Interview d’Alexis Corbière, porte parole de Jean-Luc Mélenchon, dans L’Opinion. Il publie Le piège des primaires aux édition du Cerf.
Pourquoi la primaire reproduit-elle, selon vous, tous les défauts de nos institutions ?
Elle exacerbe la présidentialisation de la Ve République et caricature un peu plus toutes ses tares. Chacun, pour exister, se doit d’être candidat au moins le temps de la primaire. La Ve République, avec l’élection présidentielle au suffrage universel, selon la vision césariste chère aux gaullistes, c’est la rencontre entre un homme et un peuple. Avec les primaires, tout se jouerait dans la rencontre entre un homme et un petit réseau de CSP+. Les débats, les congrès n’ont plus aucun intérêt. Vous ne pesez plus dans un parti politique par le poids que vous donne le vote des adhérents, mais par votre score dans la primaire et le choix que vous avez fait au second tour. C’est ainsi que Manuel Valls est devenu Premier ministre. Cette course de petits chevaux se joue en fonction de « celui qui a le plus de chances d’être au second tour ». Et ce sont les sondages qui donnent la réponse. Certains chevaux sont dopés aux sondages, d’autres non. Et le plus dopé l’emporte.
Le plus riche aussi, dites-vous ?
Oui, ceux qui ont le plus de moyens sont privilégiés. Reprenons ce qui s’est passé en 2011 dans la primaire des socialistes : c’est le candidat qui avait le budget le plus significatif, François Hollande, qui l’a emporté. Pire encore : le nombre de voix obtenues est proportionnel aux moyens mis en œuvre, 0,24 euro par voix obtenue pour les trois candidats arrivés en tête. La primaire crée les conditions d’une explosion des micro-partis, qui n’ont ni militants ni programme et ne sont que des coquilles vides pour recueillir de l’argent grâce aux déductions fiscales afin de financer des aventures individuelles.
La primaire devait permettre aux citoyens de participer davantage à la vie politique. Au vu de l’expérience de 2011, pourquoi ça ne marche pas ?

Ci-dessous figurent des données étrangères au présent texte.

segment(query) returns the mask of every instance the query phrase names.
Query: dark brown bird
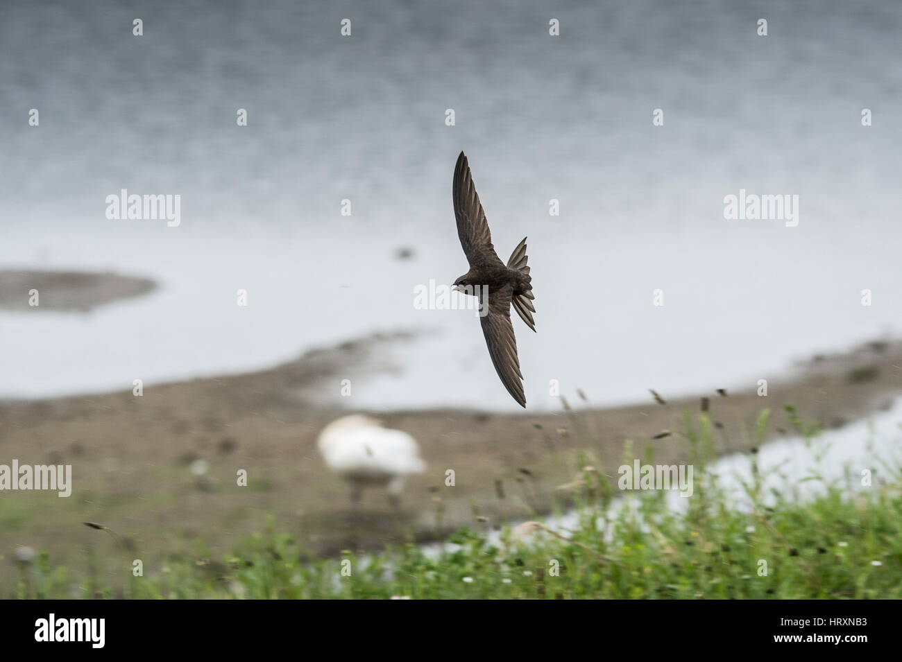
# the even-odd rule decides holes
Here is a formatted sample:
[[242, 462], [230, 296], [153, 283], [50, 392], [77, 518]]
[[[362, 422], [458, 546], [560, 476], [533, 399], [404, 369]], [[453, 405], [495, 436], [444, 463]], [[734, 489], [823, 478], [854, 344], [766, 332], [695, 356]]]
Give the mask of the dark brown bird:
[[464, 152], [457, 157], [452, 193], [457, 236], [470, 263], [470, 270], [454, 282], [455, 289], [479, 297], [479, 319], [492, 363], [508, 393], [521, 407], [526, 407], [523, 375], [517, 358], [517, 339], [511, 323], [512, 304], [523, 322], [536, 331], [532, 319], [536, 312], [532, 300], [536, 297], [532, 295], [532, 278], [526, 265], [526, 237], [517, 244], [505, 266], [492, 245], [489, 223]]

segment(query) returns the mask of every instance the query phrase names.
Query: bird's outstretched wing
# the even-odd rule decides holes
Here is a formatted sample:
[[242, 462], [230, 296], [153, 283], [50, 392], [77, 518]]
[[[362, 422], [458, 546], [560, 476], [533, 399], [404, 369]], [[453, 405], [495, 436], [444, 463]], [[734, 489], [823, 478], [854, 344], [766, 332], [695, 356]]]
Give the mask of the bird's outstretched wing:
[[470, 174], [470, 164], [464, 152], [457, 157], [454, 169], [454, 213], [457, 218], [457, 236], [470, 265], [497, 262], [504, 266], [492, 245], [492, 232], [485, 220], [485, 212], [476, 195], [476, 186]]
[[495, 366], [502, 384], [507, 388], [513, 399], [526, 407], [526, 395], [523, 393], [523, 375], [520, 371], [520, 359], [517, 358], [517, 339], [513, 335], [513, 324], [511, 323], [511, 297], [513, 287], [506, 286], [501, 290], [488, 294], [488, 313], [480, 317], [483, 324], [483, 334], [485, 344], [489, 347], [492, 363]]

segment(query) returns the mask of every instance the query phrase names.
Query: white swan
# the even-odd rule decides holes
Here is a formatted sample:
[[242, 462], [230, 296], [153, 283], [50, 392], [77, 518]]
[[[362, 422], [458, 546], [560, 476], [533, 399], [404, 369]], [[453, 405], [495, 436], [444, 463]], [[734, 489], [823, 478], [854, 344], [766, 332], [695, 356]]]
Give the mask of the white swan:
[[363, 414], [333, 421], [319, 433], [317, 446], [327, 466], [351, 484], [354, 503], [364, 487], [382, 486], [397, 505], [405, 477], [426, 468], [413, 437]]

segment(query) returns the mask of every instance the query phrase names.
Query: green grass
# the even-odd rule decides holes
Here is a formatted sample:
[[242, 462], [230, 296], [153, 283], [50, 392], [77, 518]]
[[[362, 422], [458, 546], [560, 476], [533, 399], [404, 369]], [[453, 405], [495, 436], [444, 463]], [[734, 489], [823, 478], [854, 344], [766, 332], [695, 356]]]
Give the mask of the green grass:
[[[817, 433], [787, 411], [800, 433]], [[750, 435], [753, 465], [769, 416], [763, 412]], [[603, 474], [615, 469], [586, 467], [581, 458], [585, 485], [575, 494], [581, 525], [557, 536], [538, 531], [522, 540], [505, 528], [490, 544], [475, 531], [487, 524], [474, 517], [473, 529], [452, 537], [454, 550], [438, 555], [410, 541], [373, 554], [311, 558], [299, 536], [269, 520], [224, 558], [198, 549], [143, 559], [144, 576], [133, 576], [132, 559], [140, 554], [120, 553], [113, 536], [97, 531], [89, 579], [73, 586], [66, 568], [51, 567], [39, 554], [20, 565], [13, 597], [902, 598], [897, 469], [871, 487], [853, 488], [851, 476], [829, 485], [806, 478], [824, 483], [824, 490], [805, 503], [782, 493], [766, 502], [763, 476], [753, 472], [745, 485], [751, 511], [739, 512], [705, 468], [713, 456], [710, 419], [686, 415], [683, 436], [695, 466], [695, 494], [683, 512], [668, 510], [662, 492], [636, 492], [629, 497], [634, 508], [612, 514], [619, 491]], [[625, 462], [633, 457], [624, 450]], [[97, 570], [110, 563], [121, 565], [121, 573]]]

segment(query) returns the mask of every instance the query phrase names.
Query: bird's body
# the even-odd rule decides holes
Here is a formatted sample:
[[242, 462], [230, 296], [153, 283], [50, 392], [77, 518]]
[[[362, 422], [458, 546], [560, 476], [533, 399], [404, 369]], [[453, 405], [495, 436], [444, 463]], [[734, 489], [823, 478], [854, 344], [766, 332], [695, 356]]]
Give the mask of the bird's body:
[[492, 245], [492, 233], [485, 213], [479, 202], [470, 166], [464, 152], [457, 157], [455, 168], [454, 211], [457, 236], [470, 270], [455, 281], [455, 286], [479, 296], [483, 334], [489, 348], [492, 363], [508, 393], [520, 406], [526, 407], [523, 375], [517, 358], [517, 339], [511, 323], [511, 306], [526, 324], [536, 331], [532, 313], [532, 277], [527, 266], [526, 238], [511, 254], [505, 265]]
[[406, 476], [426, 468], [413, 437], [361, 414], [333, 421], [319, 433], [317, 446], [328, 467], [351, 484], [354, 501], [364, 487], [373, 486], [387, 487], [389, 498], [397, 499]]

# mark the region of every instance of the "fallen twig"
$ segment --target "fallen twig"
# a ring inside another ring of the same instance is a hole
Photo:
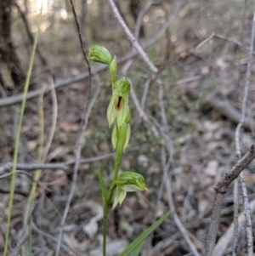
[[[207,238],[206,256],[212,255],[215,245],[224,196],[228,191],[232,181],[239,176],[240,173],[244,170],[254,158],[255,145],[253,144],[251,146],[250,151],[240,161],[238,161],[231,171],[224,174],[222,179],[214,187],[216,196],[214,199],[211,223]]]

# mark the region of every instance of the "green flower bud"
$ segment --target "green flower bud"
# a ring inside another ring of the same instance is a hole
[[[115,125],[111,134],[111,144],[114,151],[116,149],[116,141],[117,141],[117,131],[116,131],[116,125]]]
[[[112,61],[110,65],[110,72],[111,83],[113,84],[116,82],[116,56],[114,56],[114,59],[112,60]]]
[[[128,145],[128,142],[129,142],[129,139],[130,139],[130,135],[131,135],[131,128],[130,128],[130,124],[128,123],[128,129],[127,129],[127,138],[126,138],[126,142],[125,142],[125,145],[124,145],[124,152],[125,152],[125,150]]]
[[[112,61],[112,57],[105,48],[94,45],[89,49],[88,60],[110,65]]]
[[[148,191],[144,178],[141,174],[133,172],[123,172],[118,176],[117,179],[114,181],[111,186],[116,186],[112,209],[114,209],[118,203],[122,205],[127,196],[127,192],[138,191]]]
[[[118,128],[125,122],[130,110],[128,97],[131,90],[130,82],[125,78],[121,78],[113,83],[113,93],[107,109],[109,127],[116,118]]]
[[[130,122],[130,119],[131,119],[131,109],[129,108],[129,112],[128,112],[128,114],[127,115],[125,122],[128,122],[128,122]]]

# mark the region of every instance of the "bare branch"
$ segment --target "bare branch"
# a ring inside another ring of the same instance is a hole
[[[224,174],[222,179],[214,187],[214,190],[216,191],[216,196],[214,199],[211,223],[207,238],[206,256],[212,255],[215,245],[224,196],[232,181],[239,176],[240,173],[244,170],[254,158],[255,145],[253,144],[251,146],[250,151],[240,161],[238,161],[231,171]]]
[[[255,212],[255,199],[250,202],[251,213]],[[238,216],[239,234],[241,233],[242,228],[246,225],[245,212],[241,212]],[[226,254],[227,248],[233,243],[234,223],[230,225],[228,230],[219,238],[215,246],[212,256],[224,256]]]
[[[252,20],[252,36],[251,36],[251,43],[250,43],[250,49],[249,49],[249,55],[248,55],[248,63],[247,63],[247,71],[246,71],[246,83],[244,88],[244,95],[242,100],[242,108],[241,108],[241,117],[240,122],[235,130],[235,155],[236,159],[240,160],[241,158],[241,150],[240,150],[240,132],[242,128],[242,124],[244,122],[246,117],[246,103],[248,98],[248,91],[250,87],[250,77],[252,73],[252,53],[253,53],[253,43],[254,43],[254,37],[255,37],[255,12],[253,14],[253,20]],[[247,251],[248,255],[253,255],[253,237],[252,237],[252,220],[250,216],[250,207],[249,207],[249,201],[247,199],[247,190],[246,187],[246,183],[243,176],[243,173],[240,174],[240,179],[241,179],[241,187],[242,191],[243,202],[244,202],[244,208],[245,208],[245,213],[246,219],[246,237],[247,237]],[[237,181],[235,181],[237,183]],[[236,189],[238,185],[236,185],[235,188]],[[236,192],[235,192],[236,195]],[[236,200],[238,201],[238,199]],[[237,202],[236,202],[237,203]],[[238,213],[238,208],[235,211]],[[237,219],[237,213],[235,215],[235,219]],[[233,256],[236,255],[236,241],[237,241],[237,232],[238,232],[238,223],[235,223],[235,240],[234,240],[234,247],[233,247]]]
[[[124,30],[126,35],[128,36],[128,40],[132,43],[133,47],[137,50],[139,54],[142,57],[142,59],[144,60],[144,63],[148,65],[150,70],[152,72],[156,73],[157,72],[157,68],[150,61],[150,60],[149,59],[147,54],[144,51],[143,48],[139,45],[139,43],[137,42],[136,38],[134,37],[134,36],[133,35],[133,33],[131,32],[131,31],[128,27],[128,26],[125,23],[123,18],[121,16],[121,14],[119,13],[114,1],[113,0],[108,0],[108,2],[109,2],[110,5],[111,7],[111,9],[112,9],[114,14],[115,14],[115,17],[117,19],[117,20],[120,23],[121,26],[123,28],[123,30]]]
[[[199,256],[199,253],[197,252],[194,243],[192,242],[187,230],[183,225],[182,222],[180,221],[174,207],[173,198],[173,192],[172,192],[172,179],[171,175],[168,175],[169,168],[171,163],[173,162],[173,142],[168,135],[168,125],[167,125],[167,119],[166,116],[166,111],[163,105],[163,89],[162,83],[159,83],[159,101],[160,101],[160,107],[161,107],[161,114],[162,114],[162,126],[163,126],[163,135],[165,138],[167,137],[167,148],[169,153],[168,161],[166,161],[166,151],[164,145],[162,146],[162,164],[163,168],[163,176],[165,178],[165,184],[167,192],[167,199],[168,199],[168,205],[172,212],[172,215],[174,220],[175,225],[177,225],[178,230],[182,234],[183,237],[185,239],[187,244],[190,247],[190,251],[195,256]]]
[[[80,164],[80,158],[81,158],[81,151],[82,151],[82,147],[83,140],[84,140],[84,139],[83,139],[84,132],[85,132],[88,123],[88,117],[89,117],[91,110],[95,102],[95,100],[97,99],[97,97],[99,94],[99,89],[100,89],[100,87],[99,87],[99,85],[98,85],[98,88],[94,94],[93,99],[89,102],[88,108],[86,107],[86,109],[85,109],[84,118],[83,118],[83,121],[82,123],[79,139],[77,140],[76,158],[76,162],[75,162],[74,170],[73,170],[72,184],[71,184],[71,187],[68,199],[66,202],[66,205],[65,208],[64,214],[62,216],[62,219],[61,219],[61,223],[60,223],[60,233],[59,233],[57,249],[56,249],[56,253],[55,253],[56,256],[58,256],[60,253],[61,242],[62,242],[62,236],[63,236],[63,229],[64,229],[64,225],[65,225],[65,222],[68,212],[69,212],[71,199],[72,199],[75,189],[76,189],[76,185],[78,167]]]

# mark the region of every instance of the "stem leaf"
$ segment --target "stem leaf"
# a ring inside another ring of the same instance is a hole
[[[133,250],[135,250],[170,215],[171,212],[167,212],[153,225],[151,225],[144,232],[143,232],[138,238],[132,242],[122,253],[118,256],[128,256]]]

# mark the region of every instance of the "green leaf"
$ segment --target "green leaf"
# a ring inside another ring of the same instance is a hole
[[[157,219],[153,225],[151,225],[144,232],[143,232],[138,238],[132,242],[122,253],[118,256],[128,256],[133,250],[135,250],[139,246],[140,246],[144,241],[170,215],[171,212],[168,211],[159,219]]]
[[[122,173],[114,183],[127,192],[147,191],[144,178],[134,172]]]
[[[110,104],[107,108],[107,120],[108,120],[109,127],[111,126],[116,115],[118,114],[118,112],[115,109],[115,103],[116,103],[116,100],[117,100],[117,98],[118,98],[117,95],[113,94],[111,96]]]
[[[107,193],[105,179],[100,170],[99,170],[99,178],[100,186],[102,190],[102,197],[105,203],[108,201],[108,193]]]
[[[125,142],[125,145],[124,145],[124,152],[128,145],[130,134],[131,134],[131,128],[130,128],[130,124],[128,123],[127,138],[126,138],[126,142]]]
[[[114,202],[111,209],[113,210],[118,203],[122,205],[126,196],[127,196],[127,191],[123,191],[122,188],[117,186],[115,192]]]
[[[139,256],[144,247],[144,244],[146,241],[143,241],[130,254],[129,256]]]
[[[122,102],[123,104],[122,105],[122,108],[116,115],[116,123],[118,128],[120,128],[124,123],[130,109],[128,105],[128,99],[122,99]]]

La primaire fonctionne comme un tamis social, elle reste à la main des partis, avec les réseaux de notables et d’élus. Une étude de CSA l’a bien montré en 2011 : ceux qui participent à la primaire sont les gens qui sont déjà les plus participationnistes, les plus intégrés ; ceux qui, dans cette période de grande défiance vis-à-vis de la politique, sont encore reliés à la vie interne des partis : les CSP +, les retraités, les clientèles des partis. En revanche les milieux populaires, déjà fortement abstentionnistes, s’abstiennent encore plus. La primaire a recréé une forme de suffrage censitaire.
N’est-ce pas quand même un bon moyen de ne pas se disperser afin de lutter contre le FN ?
Le Fn se combat par des idées et des dynamiques populaires, et non par des astuces disciplinaires. La primaire consacre l’existence d’un « tripartisme » cher à M. Cambadélis. La vie politique se structure désormais autour de l’existence de trois pôles minoritaires dans la société (FN, droite et « gauche »). C’est une vision fainéante et manœuvrière du combat politique. La logique est qu’ensuite vous passiez un accord électoral avec l’autre pôle, c’est à dire la droite, face au FN. Cela génère une sorte de « Grosse Koalition » à la française, où droite et gauche votent l’une pour l’autre. Ponctuellement, cela stoppe éventuellement la famille Le Pen, mais à court terme, cela renforce l’extrême droite qui apparaît comme la seule formation « antisystème » alors qu’elle en est la béquille. Face au FN, il faut au contraire remobiliser le peuple sur des propositions qui changent le quotidien, avec de grandes ambitions pour le pays, et non sur des astuces tactiques de courte vue. En Italie, le système des primaires a tué la gauche et n’a jamais montré la moindre efficacité contre la droite et l’extrême droite de Berlusconi.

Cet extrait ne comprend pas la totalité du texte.